I looked at him and said, "what size?" He looked at me and then to Kate desperately wanting her to come over and finish the transaction, but she didn't move.

He had forgotten what size his wife wanted and finally said, what sizes are there again?

I had forgotten myself and looked over at Kate, "hey Kate, what are the sizes again?"

Holding up each cup for visual comparison she said, "tall, grande, and venti."

He pointed to the farthest one saying, "venti, yeah that's it, venti."

So I rang him up, didn't charge him for the syrups simply because I didn't know how and he asked if that was the right price. I said, "yup" and he shrugged his shoulders and handed me a 20. I gave him his change and he stormed off to wait 10 minutes for his drink.

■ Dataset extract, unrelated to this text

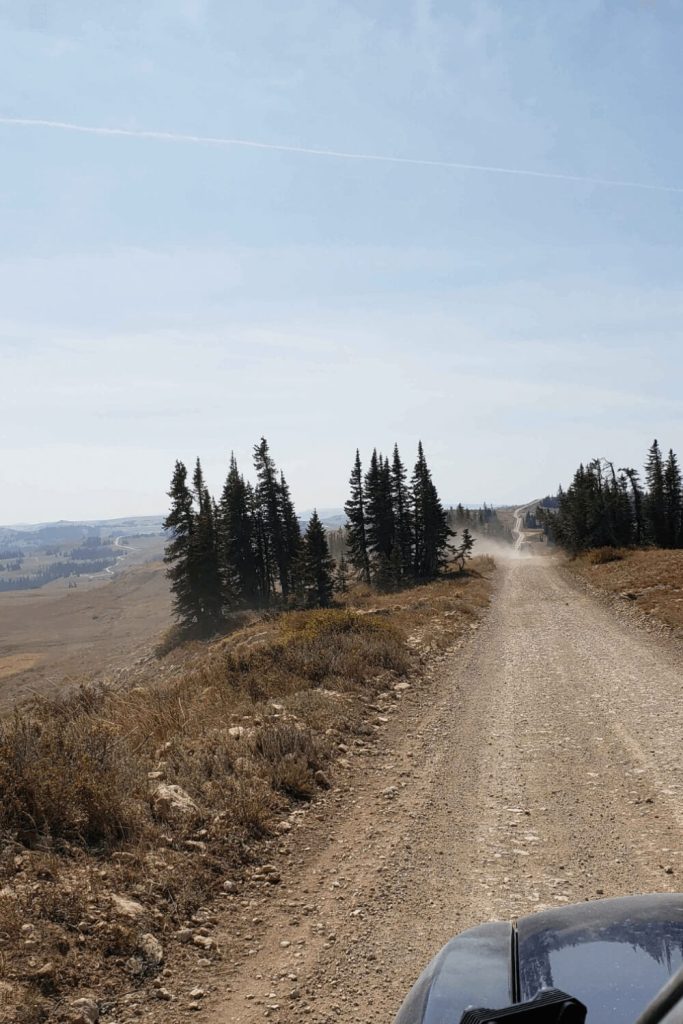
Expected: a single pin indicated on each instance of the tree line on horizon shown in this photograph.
(614, 508)
(247, 549)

Then a new customer, even more peeved than him, since they had to wait in line, would march up and get right to business.

Finally, after about 6 weeks, I started to get used to the line of work. Drink calling took forever to learn. I would practice at night as I was trying to fall asleep. Then I would drink call in my sleep. Starbucks consumed me. The work became a little fun and I stopped crying on my breaks.